A me pare davvero difficile negare che il giudice possa essere fortemente influenzato dalla narrazione mediatica. Nonostante il corredo professionale che dovrebbe immunizzarlo, ben difficilmente la sua imparzialità rimarrà intatta, perché di fronte ad una massiva campagna mediatica chi giudica si sentirà fatalmente chiamato a dire da che parte sta, se dalla parte della pubblica opinione o dalla parte degli indagati che la vox populi considera già presunti colpevoli. Giudicare in un simile “contesto ambientale” diventa estremamente difficile, e per assolvere ci vuole davvero molto coraggio. I più nocivi effetti perversi della “giustizia mediatica” si registrano, a mio avviso, proprio sul piano della giurisdizione e della sua indipendenza ed autonomia.

 

Da poco è entrata in vigore la norma di recepimento della direttiva europea sulla presunzione di innocenza. Come è possibile bilanciare il diritto di cronaca con i diritti delle persone coinvolte da un procedimento penale?
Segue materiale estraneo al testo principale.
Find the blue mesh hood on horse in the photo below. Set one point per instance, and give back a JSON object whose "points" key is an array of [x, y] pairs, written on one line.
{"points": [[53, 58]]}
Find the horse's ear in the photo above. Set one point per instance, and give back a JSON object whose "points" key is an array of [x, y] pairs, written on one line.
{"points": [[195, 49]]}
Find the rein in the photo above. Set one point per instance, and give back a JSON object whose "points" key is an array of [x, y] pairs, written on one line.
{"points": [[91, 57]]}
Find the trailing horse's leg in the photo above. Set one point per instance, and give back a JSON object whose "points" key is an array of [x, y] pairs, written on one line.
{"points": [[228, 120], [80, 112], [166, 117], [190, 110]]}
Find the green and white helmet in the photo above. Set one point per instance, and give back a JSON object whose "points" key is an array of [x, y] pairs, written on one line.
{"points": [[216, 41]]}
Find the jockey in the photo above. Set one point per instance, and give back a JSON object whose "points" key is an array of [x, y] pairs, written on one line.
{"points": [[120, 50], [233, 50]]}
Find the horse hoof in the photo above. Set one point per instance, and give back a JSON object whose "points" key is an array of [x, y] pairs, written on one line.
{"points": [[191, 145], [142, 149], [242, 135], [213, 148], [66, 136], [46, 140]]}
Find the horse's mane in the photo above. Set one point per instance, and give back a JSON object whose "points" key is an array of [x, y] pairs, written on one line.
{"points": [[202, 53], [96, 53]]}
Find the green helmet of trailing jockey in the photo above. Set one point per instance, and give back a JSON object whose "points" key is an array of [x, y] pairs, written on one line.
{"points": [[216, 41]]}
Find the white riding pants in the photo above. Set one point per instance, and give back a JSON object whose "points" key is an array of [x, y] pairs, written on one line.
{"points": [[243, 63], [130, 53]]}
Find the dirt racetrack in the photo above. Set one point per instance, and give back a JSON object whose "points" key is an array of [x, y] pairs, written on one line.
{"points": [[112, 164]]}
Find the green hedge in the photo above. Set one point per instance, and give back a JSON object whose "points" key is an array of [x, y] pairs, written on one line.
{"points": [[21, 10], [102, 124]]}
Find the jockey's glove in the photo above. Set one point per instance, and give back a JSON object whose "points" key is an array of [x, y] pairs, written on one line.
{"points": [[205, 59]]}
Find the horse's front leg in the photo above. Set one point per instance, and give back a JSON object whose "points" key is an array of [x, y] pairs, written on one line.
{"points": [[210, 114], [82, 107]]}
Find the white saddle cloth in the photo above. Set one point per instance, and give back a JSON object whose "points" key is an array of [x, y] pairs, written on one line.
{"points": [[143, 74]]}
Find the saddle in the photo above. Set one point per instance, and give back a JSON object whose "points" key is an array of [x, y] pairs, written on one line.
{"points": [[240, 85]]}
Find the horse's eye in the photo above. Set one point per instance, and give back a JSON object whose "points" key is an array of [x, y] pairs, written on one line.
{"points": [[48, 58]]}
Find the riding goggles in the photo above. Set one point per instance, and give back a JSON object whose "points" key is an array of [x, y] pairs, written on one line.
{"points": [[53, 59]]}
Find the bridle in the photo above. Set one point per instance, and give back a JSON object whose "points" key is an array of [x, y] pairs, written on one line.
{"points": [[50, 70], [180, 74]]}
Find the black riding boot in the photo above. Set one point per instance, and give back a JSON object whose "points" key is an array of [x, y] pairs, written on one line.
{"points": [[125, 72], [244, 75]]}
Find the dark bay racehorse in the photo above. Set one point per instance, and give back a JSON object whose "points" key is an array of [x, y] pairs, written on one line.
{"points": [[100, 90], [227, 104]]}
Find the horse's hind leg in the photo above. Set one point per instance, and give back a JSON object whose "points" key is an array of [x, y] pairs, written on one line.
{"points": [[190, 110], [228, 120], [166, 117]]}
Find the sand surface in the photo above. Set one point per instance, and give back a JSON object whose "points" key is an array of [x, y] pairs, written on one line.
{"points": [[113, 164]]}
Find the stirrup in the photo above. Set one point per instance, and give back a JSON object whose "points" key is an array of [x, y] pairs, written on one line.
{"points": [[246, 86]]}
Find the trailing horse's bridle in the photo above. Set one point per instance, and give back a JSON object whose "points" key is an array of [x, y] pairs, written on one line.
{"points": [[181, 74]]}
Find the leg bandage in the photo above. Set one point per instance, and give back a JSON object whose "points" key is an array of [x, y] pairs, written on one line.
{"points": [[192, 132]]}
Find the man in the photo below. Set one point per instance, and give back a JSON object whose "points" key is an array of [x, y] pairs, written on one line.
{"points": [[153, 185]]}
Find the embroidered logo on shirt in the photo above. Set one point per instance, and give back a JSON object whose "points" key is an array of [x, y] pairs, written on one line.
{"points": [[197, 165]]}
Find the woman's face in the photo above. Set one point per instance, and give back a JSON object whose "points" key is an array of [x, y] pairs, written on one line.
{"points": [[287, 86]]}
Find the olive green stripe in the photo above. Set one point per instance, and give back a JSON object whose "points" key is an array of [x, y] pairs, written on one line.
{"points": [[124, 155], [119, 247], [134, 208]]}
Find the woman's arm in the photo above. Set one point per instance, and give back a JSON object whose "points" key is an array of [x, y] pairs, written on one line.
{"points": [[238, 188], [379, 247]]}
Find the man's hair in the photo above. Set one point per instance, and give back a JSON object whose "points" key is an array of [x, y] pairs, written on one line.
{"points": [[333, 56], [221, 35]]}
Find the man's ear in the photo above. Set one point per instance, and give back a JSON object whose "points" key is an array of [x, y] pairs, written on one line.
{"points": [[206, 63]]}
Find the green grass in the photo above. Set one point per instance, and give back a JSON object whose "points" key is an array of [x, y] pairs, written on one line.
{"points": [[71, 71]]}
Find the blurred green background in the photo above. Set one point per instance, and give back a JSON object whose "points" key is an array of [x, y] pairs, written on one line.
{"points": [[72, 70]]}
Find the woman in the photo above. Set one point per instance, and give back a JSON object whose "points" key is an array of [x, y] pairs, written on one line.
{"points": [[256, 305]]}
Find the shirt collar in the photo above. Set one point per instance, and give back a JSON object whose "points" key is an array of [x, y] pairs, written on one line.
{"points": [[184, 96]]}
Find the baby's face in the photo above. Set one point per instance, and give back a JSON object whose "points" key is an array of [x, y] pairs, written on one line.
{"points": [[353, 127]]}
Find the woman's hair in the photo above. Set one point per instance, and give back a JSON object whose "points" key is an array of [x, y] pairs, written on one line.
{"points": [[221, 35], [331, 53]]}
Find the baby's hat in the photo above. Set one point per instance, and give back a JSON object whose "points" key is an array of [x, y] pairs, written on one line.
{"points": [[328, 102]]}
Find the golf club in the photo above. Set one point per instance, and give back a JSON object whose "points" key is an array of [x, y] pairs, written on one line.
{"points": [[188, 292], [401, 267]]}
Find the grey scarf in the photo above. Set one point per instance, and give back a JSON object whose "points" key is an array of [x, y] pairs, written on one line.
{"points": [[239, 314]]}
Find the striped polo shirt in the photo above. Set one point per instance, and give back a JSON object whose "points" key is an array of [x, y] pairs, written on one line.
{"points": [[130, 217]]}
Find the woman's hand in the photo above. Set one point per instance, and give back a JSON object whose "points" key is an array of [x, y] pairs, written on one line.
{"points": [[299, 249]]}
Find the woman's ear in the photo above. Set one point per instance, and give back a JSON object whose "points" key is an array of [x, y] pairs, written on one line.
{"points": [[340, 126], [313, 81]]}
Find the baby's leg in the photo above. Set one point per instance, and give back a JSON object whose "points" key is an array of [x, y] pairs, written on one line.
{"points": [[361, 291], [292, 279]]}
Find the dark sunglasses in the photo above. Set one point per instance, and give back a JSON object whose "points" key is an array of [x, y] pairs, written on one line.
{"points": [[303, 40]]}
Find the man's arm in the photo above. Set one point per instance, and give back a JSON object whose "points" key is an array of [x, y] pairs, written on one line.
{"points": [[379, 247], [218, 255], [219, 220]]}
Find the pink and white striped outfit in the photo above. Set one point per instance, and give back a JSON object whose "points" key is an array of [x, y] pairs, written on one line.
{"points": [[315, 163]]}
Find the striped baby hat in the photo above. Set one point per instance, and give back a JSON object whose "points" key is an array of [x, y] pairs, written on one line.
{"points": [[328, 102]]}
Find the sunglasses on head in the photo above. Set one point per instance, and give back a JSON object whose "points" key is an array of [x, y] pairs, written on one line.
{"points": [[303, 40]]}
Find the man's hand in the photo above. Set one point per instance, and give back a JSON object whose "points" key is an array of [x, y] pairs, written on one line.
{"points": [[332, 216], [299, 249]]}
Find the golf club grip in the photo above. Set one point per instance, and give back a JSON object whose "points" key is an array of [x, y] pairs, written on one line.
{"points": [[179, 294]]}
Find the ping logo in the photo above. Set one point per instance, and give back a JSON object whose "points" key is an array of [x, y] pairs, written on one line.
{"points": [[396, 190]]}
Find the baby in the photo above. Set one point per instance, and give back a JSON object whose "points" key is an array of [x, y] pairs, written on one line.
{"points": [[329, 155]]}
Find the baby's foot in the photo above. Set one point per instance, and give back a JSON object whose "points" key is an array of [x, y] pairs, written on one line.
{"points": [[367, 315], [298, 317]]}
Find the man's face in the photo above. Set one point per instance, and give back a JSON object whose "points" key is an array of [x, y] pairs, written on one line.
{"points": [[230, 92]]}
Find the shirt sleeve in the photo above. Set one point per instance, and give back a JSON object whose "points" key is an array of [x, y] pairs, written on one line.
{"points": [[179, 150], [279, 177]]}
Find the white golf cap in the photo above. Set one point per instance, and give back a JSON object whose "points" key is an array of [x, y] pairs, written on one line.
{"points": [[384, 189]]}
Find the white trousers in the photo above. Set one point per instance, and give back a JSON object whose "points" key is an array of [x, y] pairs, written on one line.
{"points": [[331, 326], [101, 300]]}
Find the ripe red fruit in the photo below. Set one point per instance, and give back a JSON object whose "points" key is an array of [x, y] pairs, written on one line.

L’attenzione europea su questi temi è il segno di quanto questi problemi siano ormai gravi, e percepiti un po' ovunque con urgenza. La direttiva europea sul rafforzamento della presunzione di innocenza  e il suo recente recepimento nel nostro ordinamento – al di là di talune criticità -  mi sembrano comunque un passo avanti, specie sul piano culturale: il messaggio è che nella fase delle indagini preliminari e sino ad una condanna definitiva le persone non devono essere gravate da un pregiudizio colpevolista, e che i primi garanti e custodi del rispetto della presunzione di innocenza debbano essere i magistrati, inquirenti e giudicanti.

Anche chi si occupa di cronaca giudiziaria dovrebbe prestare attenzione a questi equilibri, bilanciando l’interesse pubblico con il rispetto dei diritti fondamentali delle persone coinvolte. Per promuove questo atteggiamento “sensibile ai diritti”, si potrebbe pensare ad un sistema di incentivi statali per le testate giornalistiche che dimostrino di rispettare i canoni di una narrazione attenta alla presunzione di innocenza e al rispetto della vita privata e familiare dei soggetti coinvolti, e introdurre una sorta di “rating di legalità” che premi chi si dimostra rights-sensitive.

Ma il “buco nero” resta il mondo dell’infosfera, l’informazione non istituzionale sul web e sui social network: in quest’ambito, solo una lenta operazione di palingenesi culturale può provare a correggere il lessico colpevolista e giustizialista, ormai imperante. Ed è la sfida più difficile.